Karen and her husband Brent own and operate Stone Cottage Cellars on Garvin Mesa near Paonia, and early April finds them and every winemaker in western Colorado waiting for bud break, the time when grape vines reawaken and winemakers find out which of their vinous children survived the winter.
Like many of the wineries in the North Fork Valley, the Hellecksons close their tasting room during the slow months of winter, but that just means the work goes on indoors.
There are new wines to rack (a non-disruptive method of clarifying wines by siphoning them gently into new barrels or tanks) and older wines to bottle, tasting room tables to build and, oh yes, that new house to finish before their May 1 opening date and the summer guest season arrives.
“Right now, we’re waiting on bottles and new labels,” said Brent, looking anxiously across his vineyards to the road where the UPS truck should be showing up any day.
Waiting for bud break is a time of cautious anticipation. The tender shoots can be susceptible to late spring frosts, and a cold front moving in this week may drop North Fork Valley temperatures into the mid-20s.
April also is the time when tourists start to show up at wineries, shaking off the winter doldrums and looking around to see what they might have missed during the dark months.
On that list of coming events and places to go, there is the Helleckson’s initial Colorado Wine and Dine Escape May 10-12.
The Mother’s Day weekend event includes National Wine Tourism Day (I bet you didn’t even know such a holiday existed) and features two nights lodging, special wine tours and seminars and a Stone Cottage Cellars dinner at the Living Farm Cafe in Paonia.
The $595 per couple price includes lodging, meals and a hand-picked case of Stone Cottage wines. Call 970-527-3444 or here.
Brent Helleckson says events such as this market more than simply his fine wines.
The event will bring people into the tasting room, which during a recent review was about a third filled with cases of wine after the Helleckson’s doubled their production last year.
“We’re almost entirely tasting room driven, 95 percent of our sales occur right here” in the tasting room, Brent said.
Many other wineries, he said, use a combination of tasting room sales along with retail stores, restaurant and wine clubs to market their wines.
“And we can’t do that,” said Karen. “We can’t be all over the state selling wines to liquor stores in addition to doing a good job here. There’s only the two of us.”
Brent said the May event highlights what makes Stone Cottage stand out from other wineries.
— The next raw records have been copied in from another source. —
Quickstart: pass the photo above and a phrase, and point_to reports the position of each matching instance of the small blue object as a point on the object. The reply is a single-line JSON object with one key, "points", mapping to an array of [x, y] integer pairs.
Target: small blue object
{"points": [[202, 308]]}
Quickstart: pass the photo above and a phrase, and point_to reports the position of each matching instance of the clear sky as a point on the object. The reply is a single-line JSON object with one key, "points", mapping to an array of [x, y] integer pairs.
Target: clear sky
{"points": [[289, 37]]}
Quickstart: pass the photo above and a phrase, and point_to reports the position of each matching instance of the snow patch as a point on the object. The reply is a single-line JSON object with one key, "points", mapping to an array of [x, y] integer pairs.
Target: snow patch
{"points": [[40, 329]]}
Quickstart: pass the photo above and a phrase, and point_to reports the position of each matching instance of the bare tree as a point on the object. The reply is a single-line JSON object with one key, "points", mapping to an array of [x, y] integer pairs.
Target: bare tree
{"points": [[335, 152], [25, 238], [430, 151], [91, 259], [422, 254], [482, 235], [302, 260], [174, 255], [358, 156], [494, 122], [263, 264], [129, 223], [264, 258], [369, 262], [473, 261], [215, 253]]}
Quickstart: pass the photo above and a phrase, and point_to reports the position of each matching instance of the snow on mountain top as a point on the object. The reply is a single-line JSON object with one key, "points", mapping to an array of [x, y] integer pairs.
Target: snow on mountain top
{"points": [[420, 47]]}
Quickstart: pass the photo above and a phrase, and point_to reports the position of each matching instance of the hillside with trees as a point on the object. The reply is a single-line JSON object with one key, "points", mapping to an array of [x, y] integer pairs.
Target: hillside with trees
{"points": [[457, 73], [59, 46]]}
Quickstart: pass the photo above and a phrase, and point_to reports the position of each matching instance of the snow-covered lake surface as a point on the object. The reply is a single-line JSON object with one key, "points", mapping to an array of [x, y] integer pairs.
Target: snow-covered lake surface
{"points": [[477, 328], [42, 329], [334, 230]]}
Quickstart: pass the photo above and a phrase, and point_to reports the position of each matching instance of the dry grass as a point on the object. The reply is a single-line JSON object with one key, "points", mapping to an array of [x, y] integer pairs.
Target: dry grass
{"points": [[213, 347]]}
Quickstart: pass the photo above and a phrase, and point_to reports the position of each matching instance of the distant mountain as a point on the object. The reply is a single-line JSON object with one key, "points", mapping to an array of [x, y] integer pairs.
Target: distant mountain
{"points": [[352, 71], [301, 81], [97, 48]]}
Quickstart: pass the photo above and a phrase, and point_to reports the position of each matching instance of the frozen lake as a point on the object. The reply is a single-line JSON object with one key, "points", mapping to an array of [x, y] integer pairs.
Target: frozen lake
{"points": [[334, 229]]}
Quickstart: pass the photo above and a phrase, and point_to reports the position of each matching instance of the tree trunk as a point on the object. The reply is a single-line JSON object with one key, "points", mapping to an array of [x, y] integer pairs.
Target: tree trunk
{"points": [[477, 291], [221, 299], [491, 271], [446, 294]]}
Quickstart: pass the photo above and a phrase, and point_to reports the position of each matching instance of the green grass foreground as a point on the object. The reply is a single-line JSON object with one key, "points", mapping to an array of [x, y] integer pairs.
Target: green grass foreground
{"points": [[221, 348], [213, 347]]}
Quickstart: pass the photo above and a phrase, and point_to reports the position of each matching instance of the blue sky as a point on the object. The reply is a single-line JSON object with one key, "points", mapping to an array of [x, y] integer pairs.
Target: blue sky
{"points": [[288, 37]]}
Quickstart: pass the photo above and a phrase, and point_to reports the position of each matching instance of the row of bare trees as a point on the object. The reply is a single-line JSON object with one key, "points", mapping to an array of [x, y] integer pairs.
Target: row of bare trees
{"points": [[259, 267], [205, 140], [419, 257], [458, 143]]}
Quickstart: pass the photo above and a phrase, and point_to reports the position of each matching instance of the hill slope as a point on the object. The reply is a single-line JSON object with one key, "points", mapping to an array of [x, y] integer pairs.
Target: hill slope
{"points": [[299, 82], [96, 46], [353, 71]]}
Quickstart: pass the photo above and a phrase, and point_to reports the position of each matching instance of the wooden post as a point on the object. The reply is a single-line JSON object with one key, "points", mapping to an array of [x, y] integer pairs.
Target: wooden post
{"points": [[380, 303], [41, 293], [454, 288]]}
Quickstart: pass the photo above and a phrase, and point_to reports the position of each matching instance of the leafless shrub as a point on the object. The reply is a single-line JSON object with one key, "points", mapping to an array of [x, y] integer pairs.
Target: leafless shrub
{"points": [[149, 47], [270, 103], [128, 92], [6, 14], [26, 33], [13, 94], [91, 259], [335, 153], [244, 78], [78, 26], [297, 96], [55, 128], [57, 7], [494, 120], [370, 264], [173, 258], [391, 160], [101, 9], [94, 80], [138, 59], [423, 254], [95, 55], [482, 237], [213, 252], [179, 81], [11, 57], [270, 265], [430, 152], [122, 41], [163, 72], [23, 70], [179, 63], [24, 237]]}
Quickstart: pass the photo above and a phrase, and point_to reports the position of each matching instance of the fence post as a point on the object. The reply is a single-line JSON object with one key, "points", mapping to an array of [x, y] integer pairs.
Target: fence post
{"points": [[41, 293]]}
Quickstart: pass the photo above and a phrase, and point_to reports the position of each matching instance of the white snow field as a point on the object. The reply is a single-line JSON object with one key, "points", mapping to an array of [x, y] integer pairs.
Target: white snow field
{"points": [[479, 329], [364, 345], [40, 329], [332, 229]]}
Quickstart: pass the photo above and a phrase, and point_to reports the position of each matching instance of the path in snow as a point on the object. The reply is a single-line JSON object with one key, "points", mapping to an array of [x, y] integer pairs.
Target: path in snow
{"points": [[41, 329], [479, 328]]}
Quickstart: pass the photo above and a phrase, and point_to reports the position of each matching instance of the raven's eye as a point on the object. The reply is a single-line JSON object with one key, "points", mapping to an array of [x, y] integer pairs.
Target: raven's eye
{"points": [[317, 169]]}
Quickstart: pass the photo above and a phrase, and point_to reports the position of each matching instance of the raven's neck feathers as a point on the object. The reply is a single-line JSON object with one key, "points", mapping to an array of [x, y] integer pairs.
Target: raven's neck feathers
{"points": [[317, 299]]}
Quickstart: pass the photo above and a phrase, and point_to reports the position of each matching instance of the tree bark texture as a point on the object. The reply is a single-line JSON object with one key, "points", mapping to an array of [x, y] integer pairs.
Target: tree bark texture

“One of the things that we have to offer that other wineries don’t necessarily have is the fact you can come to the winery, enjoy the view, see the vines, spend some time relaxing and taste our wine,” he said.
During a brief pause, a visitor gazed past the slowly awakening vineyards and across the valley, where the spring-green fields sloped up toward cloud-wreathed Mt. Lamborn, basking in a halo of morning light.
“It’s really more than simply coming up here and tasting wine,” Karen added. “It’s the beauty of where we are.”